Bland Farms’ Premium Sweet Onions can be packed and merchandised in a variety of different options to maximize department sales: 40-pound shippers, and consumer packs in 2-, 3-, 5-, 6-and 10-pound bags. Organic Premium Sweets will also be in stock as the season continues.
The Georgia company is also active in terms of more direct promotions. For the 2023-24 season, Bland Farms is partnering with Atlanta, GA-based barbecue equipment manufacturer Big Green Egg for its Gameday Sweetness Promotion, which runs now through the Super Bowl in February 2024.
“We’ll have a national display contest in which a retailer can win a large Big Green Egg,” says Bland. “We’ll also be giving away Mini Eggs, thermometers and other great prizes for both retailers and consumers.”
During October, Bland Farms supports Breast Cancer Month with a full line of pink bags, boxes, PLUs and bins.
Recognizing the power of cross-merchandising, Keystone’s Gideon suggests cross-merchandising sweet onions with meat products such as burgers, sausages and steaks.
“This creates enticing opportunities for consumers, driving sales for sweet onions and meat products,” he says. “Similarly, cross-merchandising with tomatoes, peppers, salads, and squash in the produce department generates additional sales.”
Rather than engaging in direct marketing to consumers or retailers, Muñoz says Prom Peru focuses on trade exhibitions for promoting Peruvian onions, singling out the annual IFPA Global Produce & Floral Show and Phoenix Media’s own New York Produce Show. The organization also makes great play from Peru’s recent achievements in the gastronomic world with the country twice named Best Gastronomic Destination in South America by the World Travel Awards.
“Part of our strategy is a 360 approach, where we highlight all areas of the supply chain,” adds Muñoz.
The debate over domestically grown versus imported produce is one that has gained prominence over the past two decades, but Troy Bland says convenience has proven to be more significant than any potential conflict.
“Fortunately, consumer demand for year-round great quality sweet onions overshadows any focus on where they originate,” he believes. “For over 20 years, consumers have grown to love and expect the consistently sweet, outstanding-quality Peruvian sweet onions.”
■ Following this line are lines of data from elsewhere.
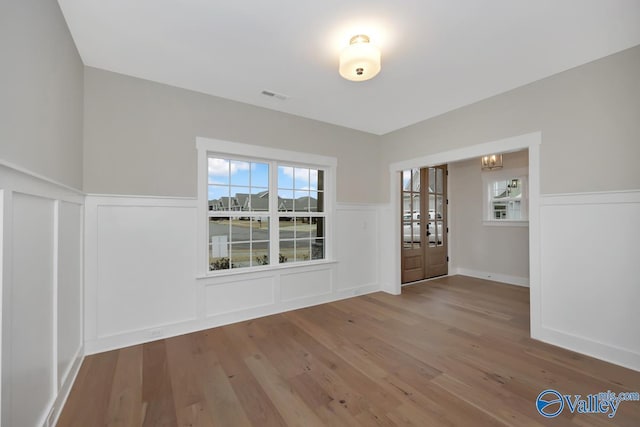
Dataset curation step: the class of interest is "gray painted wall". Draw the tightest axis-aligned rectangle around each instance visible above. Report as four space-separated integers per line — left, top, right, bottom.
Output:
0 0 84 189
381 46 640 199
84 67 386 202
449 150 529 279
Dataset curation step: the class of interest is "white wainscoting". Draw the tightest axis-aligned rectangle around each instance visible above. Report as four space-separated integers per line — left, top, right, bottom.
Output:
0 163 84 426
539 191 640 370
449 267 529 288
80 195 380 354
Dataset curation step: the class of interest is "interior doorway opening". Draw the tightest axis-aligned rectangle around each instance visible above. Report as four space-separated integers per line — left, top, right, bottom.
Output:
400 165 449 284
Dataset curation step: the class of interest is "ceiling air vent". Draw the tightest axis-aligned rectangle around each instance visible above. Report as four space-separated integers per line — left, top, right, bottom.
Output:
262 90 289 101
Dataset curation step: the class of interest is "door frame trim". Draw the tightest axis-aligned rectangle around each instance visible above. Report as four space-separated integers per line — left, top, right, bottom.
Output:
381 131 542 338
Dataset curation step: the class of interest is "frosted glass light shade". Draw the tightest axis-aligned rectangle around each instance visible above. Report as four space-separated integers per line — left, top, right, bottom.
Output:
339 35 380 82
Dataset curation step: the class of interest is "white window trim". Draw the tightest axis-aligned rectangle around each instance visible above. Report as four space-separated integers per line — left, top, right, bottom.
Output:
196 137 338 277
482 168 530 227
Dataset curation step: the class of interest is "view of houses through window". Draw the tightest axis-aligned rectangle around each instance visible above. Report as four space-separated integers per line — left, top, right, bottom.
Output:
208 157 326 270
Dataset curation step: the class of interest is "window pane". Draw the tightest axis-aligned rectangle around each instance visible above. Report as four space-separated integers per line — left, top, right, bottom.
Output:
402 170 411 191
278 217 296 240
278 166 293 189
411 169 420 192
230 160 250 187
309 191 324 212
231 217 251 243
493 202 507 219
296 239 311 261
251 216 269 244
429 194 436 219
311 239 324 259
318 169 324 191
411 194 420 220
293 191 309 212
507 200 522 219
436 196 444 219
293 168 310 190
402 192 411 221
427 221 436 247
251 242 269 265
402 221 413 248
295 217 311 239
208 185 229 211
231 242 251 268
411 221 420 249
278 240 295 264
251 163 269 188
242 187 269 212
278 190 294 212
309 218 324 238
507 178 522 197
208 157 229 185
428 168 436 193
209 218 231 270
492 181 509 199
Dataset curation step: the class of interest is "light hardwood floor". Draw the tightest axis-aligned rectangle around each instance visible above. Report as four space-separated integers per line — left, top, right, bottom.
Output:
58 276 640 427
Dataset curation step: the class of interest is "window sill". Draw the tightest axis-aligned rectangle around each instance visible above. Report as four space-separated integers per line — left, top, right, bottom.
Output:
482 219 529 227
196 259 337 280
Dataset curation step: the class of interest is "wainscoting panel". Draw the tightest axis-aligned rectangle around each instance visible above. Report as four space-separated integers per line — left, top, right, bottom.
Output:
280 267 332 302
206 277 275 316
335 205 380 290
0 162 84 426
3 193 57 426
94 199 197 338
85 199 379 354
57 202 83 385
541 191 640 370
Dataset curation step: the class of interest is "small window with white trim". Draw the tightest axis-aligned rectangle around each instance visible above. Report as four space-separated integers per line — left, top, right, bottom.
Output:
482 169 529 225
198 141 335 273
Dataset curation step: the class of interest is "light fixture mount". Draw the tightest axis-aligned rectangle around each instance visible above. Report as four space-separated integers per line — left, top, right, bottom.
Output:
339 34 380 82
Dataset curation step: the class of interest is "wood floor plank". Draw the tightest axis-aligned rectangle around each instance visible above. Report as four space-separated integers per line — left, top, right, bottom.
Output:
142 340 178 427
107 345 143 427
58 276 640 427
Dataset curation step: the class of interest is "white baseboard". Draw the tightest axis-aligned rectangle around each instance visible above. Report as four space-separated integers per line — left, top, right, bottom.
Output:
85 283 380 355
42 346 84 427
531 326 640 371
455 267 529 288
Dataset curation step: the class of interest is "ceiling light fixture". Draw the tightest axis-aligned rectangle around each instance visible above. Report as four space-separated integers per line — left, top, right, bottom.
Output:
481 154 502 170
339 34 380 82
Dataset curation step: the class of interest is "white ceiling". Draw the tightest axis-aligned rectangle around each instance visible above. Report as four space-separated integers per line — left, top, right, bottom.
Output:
59 0 640 135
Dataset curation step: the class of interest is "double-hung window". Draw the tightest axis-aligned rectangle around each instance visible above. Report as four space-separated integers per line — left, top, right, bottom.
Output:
198 140 334 273
483 169 529 225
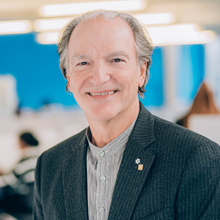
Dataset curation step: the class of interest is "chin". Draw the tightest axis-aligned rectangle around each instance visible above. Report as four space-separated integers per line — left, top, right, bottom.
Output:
87 108 117 122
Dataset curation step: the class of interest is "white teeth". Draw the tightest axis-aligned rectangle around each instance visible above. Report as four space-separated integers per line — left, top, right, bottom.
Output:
90 91 115 96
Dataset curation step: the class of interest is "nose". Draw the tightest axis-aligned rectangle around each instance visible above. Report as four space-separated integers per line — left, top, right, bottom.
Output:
90 61 110 86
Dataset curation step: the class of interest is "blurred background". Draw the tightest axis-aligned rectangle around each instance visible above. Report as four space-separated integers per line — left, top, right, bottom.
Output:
0 0 220 179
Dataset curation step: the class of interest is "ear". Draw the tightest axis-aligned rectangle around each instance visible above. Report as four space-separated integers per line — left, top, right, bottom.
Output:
138 62 147 87
66 74 70 91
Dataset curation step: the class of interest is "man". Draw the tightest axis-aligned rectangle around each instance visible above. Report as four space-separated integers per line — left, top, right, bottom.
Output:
34 10 220 220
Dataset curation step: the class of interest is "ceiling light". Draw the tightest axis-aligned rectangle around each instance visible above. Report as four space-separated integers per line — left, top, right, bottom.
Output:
146 24 200 38
146 24 216 46
40 0 145 17
134 13 175 25
34 18 73 32
37 31 59 44
0 20 31 34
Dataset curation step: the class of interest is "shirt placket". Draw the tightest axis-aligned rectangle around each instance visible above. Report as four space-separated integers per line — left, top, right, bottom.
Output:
96 151 107 220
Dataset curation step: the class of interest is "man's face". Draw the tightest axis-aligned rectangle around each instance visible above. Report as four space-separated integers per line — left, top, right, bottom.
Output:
67 18 146 122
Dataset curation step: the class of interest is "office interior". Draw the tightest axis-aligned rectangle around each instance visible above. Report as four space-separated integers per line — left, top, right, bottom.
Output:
0 0 220 180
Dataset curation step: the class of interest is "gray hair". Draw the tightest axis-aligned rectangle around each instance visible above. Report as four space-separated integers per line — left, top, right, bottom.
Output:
58 10 153 97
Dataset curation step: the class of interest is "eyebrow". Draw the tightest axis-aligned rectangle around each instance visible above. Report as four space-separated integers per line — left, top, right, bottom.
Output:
71 51 129 62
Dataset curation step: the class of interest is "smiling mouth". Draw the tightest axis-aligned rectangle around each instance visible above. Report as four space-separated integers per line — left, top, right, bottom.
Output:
88 90 117 96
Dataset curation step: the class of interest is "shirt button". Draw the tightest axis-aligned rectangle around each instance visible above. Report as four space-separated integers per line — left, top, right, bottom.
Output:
100 175 106 182
99 207 105 214
99 151 105 157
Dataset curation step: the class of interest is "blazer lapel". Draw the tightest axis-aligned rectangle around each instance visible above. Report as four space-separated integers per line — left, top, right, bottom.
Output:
62 135 88 220
108 104 155 220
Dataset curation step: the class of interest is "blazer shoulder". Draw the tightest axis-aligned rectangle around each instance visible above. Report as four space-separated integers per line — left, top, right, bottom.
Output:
42 128 86 159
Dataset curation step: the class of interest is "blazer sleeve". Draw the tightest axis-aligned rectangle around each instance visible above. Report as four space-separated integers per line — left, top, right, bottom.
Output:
176 140 220 220
33 155 44 220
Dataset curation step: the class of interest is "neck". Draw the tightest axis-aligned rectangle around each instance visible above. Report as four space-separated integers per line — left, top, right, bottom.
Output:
87 102 139 148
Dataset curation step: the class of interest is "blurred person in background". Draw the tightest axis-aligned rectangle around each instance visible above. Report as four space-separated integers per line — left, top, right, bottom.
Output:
176 82 219 128
34 10 220 220
0 132 39 220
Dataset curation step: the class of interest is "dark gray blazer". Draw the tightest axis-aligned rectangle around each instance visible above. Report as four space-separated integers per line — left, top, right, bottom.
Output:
34 104 220 220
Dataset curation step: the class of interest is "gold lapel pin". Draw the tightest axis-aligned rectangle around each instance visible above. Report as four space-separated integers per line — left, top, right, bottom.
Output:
135 158 141 164
138 164 144 170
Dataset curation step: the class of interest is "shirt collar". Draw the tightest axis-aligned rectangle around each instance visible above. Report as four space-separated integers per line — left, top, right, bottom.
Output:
86 117 137 158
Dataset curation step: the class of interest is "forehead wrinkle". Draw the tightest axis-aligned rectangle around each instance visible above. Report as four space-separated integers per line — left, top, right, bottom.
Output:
71 54 89 62
108 51 129 58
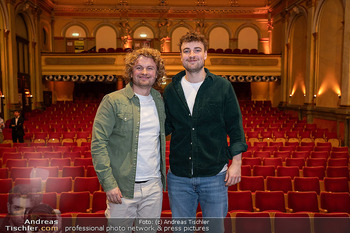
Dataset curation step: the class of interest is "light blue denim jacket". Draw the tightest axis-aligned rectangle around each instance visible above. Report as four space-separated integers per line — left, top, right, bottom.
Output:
91 83 166 198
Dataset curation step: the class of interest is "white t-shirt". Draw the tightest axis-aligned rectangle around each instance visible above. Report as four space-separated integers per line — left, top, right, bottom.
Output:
135 93 160 181
181 77 203 115
181 77 227 173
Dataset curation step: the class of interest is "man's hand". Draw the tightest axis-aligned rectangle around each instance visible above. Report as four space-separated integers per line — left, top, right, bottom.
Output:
106 187 123 204
225 154 242 186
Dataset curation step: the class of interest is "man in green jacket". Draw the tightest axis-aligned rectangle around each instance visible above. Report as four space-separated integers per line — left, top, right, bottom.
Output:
164 33 247 233
91 48 165 232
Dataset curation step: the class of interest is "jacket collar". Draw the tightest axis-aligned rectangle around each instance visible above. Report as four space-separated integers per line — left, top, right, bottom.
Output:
125 82 160 99
172 68 214 83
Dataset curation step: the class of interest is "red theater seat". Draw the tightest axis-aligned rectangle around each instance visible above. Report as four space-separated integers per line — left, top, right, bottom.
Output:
91 191 107 213
288 191 319 213
73 176 100 194
228 191 253 213
255 191 286 212
239 176 265 192
59 192 90 213
266 176 293 193
324 177 349 192
45 177 72 193
320 192 350 214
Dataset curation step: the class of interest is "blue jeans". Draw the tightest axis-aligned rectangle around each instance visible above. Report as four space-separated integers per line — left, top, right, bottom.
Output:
168 171 228 233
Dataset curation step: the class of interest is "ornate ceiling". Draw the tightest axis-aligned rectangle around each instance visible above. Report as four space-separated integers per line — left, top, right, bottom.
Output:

For Shuman, the biggest headline that Peruvian sweet onions has generated has been its positive economic impact in the U.S. “Importing our sweet onions through the Port of Savannah allows us to maintain a full-time local workforce in southeast Georgia, providing American jobs 12 months of the year,” he says.
“Thanks to our Peruvian sweet onions program, we are able to retain the same employees from Vidalia season except for the H2A field labor. Peruvian onions allow us to maintain an experienced year-round workforce that we would otherwise be unable to do.”
“Anytime you’re putting product on boats and you’re shipping it for 10 days plus or minus, there are always concerns,” admits Keystone’s vice president of sales, Mike Blume. “To get them loaded and unloaded in a timely manner, that’s always challenging, but we’ve got companies that we’ve been working with for years and we seem to have been able to get through everything in a timely manner and make it all work.”